AGAIN, embryology tells us both what is present at fertilization (a new organism, separate and distinct from its parents) as well as WHAT KIND of organism it is: HUMAN.
Human organisms are entitled to human rights based upon the KIND of organism they are: HUMAN.
This is where you come in and try to redefine what KIND of an organism s present at fertilization and further restrict rights based upon arbitrarily determined criteria regarding the functionality and developmental stage of the organism.

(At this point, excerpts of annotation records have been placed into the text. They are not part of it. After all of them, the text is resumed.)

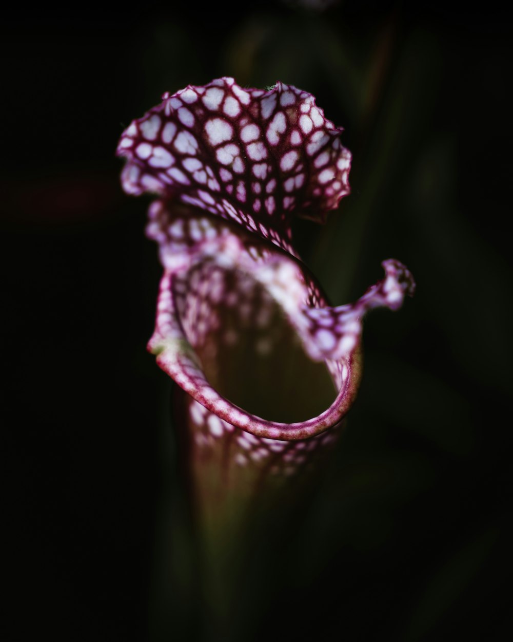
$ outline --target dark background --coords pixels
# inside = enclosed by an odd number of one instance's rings
[[[181,482],[171,383],[146,351],[160,270],[147,201],[123,195],[114,152],[164,91],[221,75],[307,89],[346,128],[352,194],[324,227],[296,230],[333,301],[359,296],[389,257],[417,282],[401,311],[366,321],[344,436],[285,552],[260,542],[267,582],[248,567],[241,595],[255,607],[246,620],[234,605],[230,635],[507,637],[513,141],[498,6],[6,17],[5,639],[214,639],[201,608],[190,605],[190,629],[176,612],[180,581],[162,579],[166,546],[180,557],[162,515]]]

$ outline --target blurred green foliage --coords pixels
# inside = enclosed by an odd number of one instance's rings
[[[24,555],[46,578],[32,602],[51,578],[68,631],[80,620],[98,640],[505,637],[509,24],[436,3],[265,3],[6,30],[5,106],[19,123],[3,161],[6,336],[23,340],[12,399],[25,407],[29,390],[33,402],[29,428],[9,437],[22,480],[13,522],[26,521]],[[324,226],[294,230],[333,303],[359,296],[389,257],[417,283],[397,313],[366,320],[361,390],[335,456],[301,499],[253,525],[224,619],[201,586],[169,382],[142,356],[159,274],[144,205],[108,187],[131,118],[164,91],[221,75],[296,85],[345,128],[352,194]],[[31,150],[37,141],[28,155],[22,127]],[[70,177],[88,204],[72,221],[55,195]],[[35,309],[47,381],[26,341]]]

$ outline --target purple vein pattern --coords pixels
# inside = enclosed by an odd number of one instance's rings
[[[156,196],[147,232],[164,273],[149,349],[190,395],[198,452],[229,442],[232,464],[294,473],[334,440],[354,398],[364,313],[396,309],[413,294],[408,270],[389,259],[360,299],[330,307],[294,249],[293,218],[323,222],[349,191],[341,132],[305,91],[223,78],[165,94],[122,134],[123,188]],[[276,330],[283,324],[286,336]],[[223,395],[226,362],[248,333],[255,361],[293,336],[308,359],[325,364],[333,403],[288,422]]]

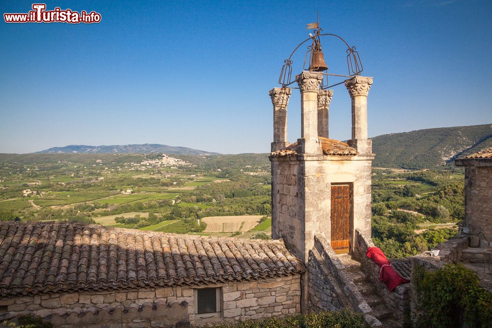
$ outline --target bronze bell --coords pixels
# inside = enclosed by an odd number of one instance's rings
[[[314,72],[322,72],[328,69],[328,65],[325,62],[325,56],[321,48],[315,48],[311,53],[311,64],[309,70]]]

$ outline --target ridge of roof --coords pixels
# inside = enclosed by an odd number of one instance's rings
[[[323,137],[318,137],[321,144],[323,154],[325,155],[350,156],[357,154],[357,150],[351,147],[348,144]],[[297,152],[297,142],[291,144],[285,148],[273,151],[272,156],[282,156],[293,155]]]
[[[492,158],[492,147],[483,149],[479,151],[473,153],[464,158]]]
[[[0,295],[196,285],[302,273],[279,240],[0,222]]]

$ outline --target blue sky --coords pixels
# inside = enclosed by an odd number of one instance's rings
[[[5,0],[0,11],[28,12]],[[159,143],[266,152],[268,90],[319,12],[324,31],[356,45],[373,76],[370,136],[492,123],[492,1],[47,1],[102,15],[97,24],[0,23],[0,152],[71,144]],[[345,49],[322,39],[330,72]],[[304,55],[294,58],[294,73]],[[336,82],[338,82],[338,81]],[[334,88],[330,137],[350,136]],[[300,135],[293,91],[288,139]]]

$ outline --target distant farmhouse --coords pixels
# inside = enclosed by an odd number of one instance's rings
[[[62,328],[177,328],[348,308],[375,327],[392,328],[422,312],[406,279],[417,266],[433,270],[465,262],[492,289],[492,271],[484,263],[492,241],[492,149],[456,160],[466,172],[461,234],[431,252],[386,261],[380,268],[368,257],[376,248],[374,154],[367,127],[372,78],[358,71],[342,82],[351,100],[352,137],[346,143],[330,139],[334,95],[323,87],[327,66],[312,37],[317,63],[310,60],[309,70],[270,91],[274,240],[1,222],[0,321],[29,314]],[[291,62],[285,62],[289,72]],[[294,82],[302,119],[301,137],[291,143],[287,113]],[[179,164],[164,156],[142,165],[164,162]],[[388,272],[398,283],[391,287],[380,281]]]

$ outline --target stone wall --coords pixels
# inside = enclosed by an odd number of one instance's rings
[[[195,318],[194,288],[44,294],[0,299],[0,321],[28,314],[55,327],[186,327],[301,312],[300,275],[197,286],[220,287],[219,317]]]
[[[368,314],[372,309],[325,238],[315,237],[308,267],[307,312],[348,307],[365,314],[368,323],[380,325],[375,318]]]
[[[299,192],[300,162],[272,159],[272,238],[282,239],[293,255],[305,259],[304,204]]]
[[[465,215],[463,227],[470,233],[483,235],[492,242],[492,167],[465,168]]]
[[[355,230],[370,233],[372,156],[293,155],[271,157],[272,237],[283,239],[296,257],[308,261],[316,234],[331,239],[331,186],[352,190],[350,243]]]
[[[384,283],[379,281],[379,266],[366,255],[367,249],[374,246],[372,239],[359,230],[356,233],[354,257],[361,263],[362,270],[374,286],[376,292],[384,300],[386,306],[393,310],[393,317],[402,322],[410,311],[410,284],[400,285],[393,292],[388,290]]]

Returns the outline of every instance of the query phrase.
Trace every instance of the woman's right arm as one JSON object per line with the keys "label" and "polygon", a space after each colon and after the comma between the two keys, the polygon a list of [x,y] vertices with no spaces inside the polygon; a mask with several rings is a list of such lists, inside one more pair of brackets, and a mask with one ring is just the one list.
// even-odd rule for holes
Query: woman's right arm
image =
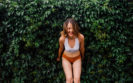
{"label": "woman's right arm", "polygon": [[60,56],[63,52],[63,49],[64,49],[64,37],[60,37],[59,38],[59,51],[58,51],[57,61],[60,61]]}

So, nice attempt to portray me as a sloppy academic. Better luck next time.
You’re not sloppy, just biased. We all have our biases. Pronouncement is a subjective choice, rather than the inevitable outcome of rigorous study. The language you use is a characterization. Its not like saying “water is two hydrogen atoms and one of oxygen. It’s not like figuring out Avogadro’s number. My fingernails are human. So is ever hair on my arm. The zygote is human in the same sense, but it is not yet a human being. That’s my position. We don’t differ on the data, just on the moral implications of its future potential. Your insistence that “science has pronounced” is self-serving, of a conviction you held a priori any scientific consideration. It is a conviction you have every right to hold. But alternatives are not ruled out by any objective science.
Oh, for crying out loud, Siarlys, a human zygote is *not* the same thing as the hair on your arm! A human zygote is neither functionally nor genetically *part* of any other organism. You need to understand the scientific question of what an embryo is before you can begin to address meaningfully the philosophical question of what moral respect, if any, a human embryo deserves.
SJ,
Straight question. Do you accept or reject the consensus in Embryology that a new human organism exists at fertilization? Yes or No?
SJ, Gerard and Dan,
Gerard seems to be talking about a ‘human organism’ while Siarlys is talking about a ‘human being.’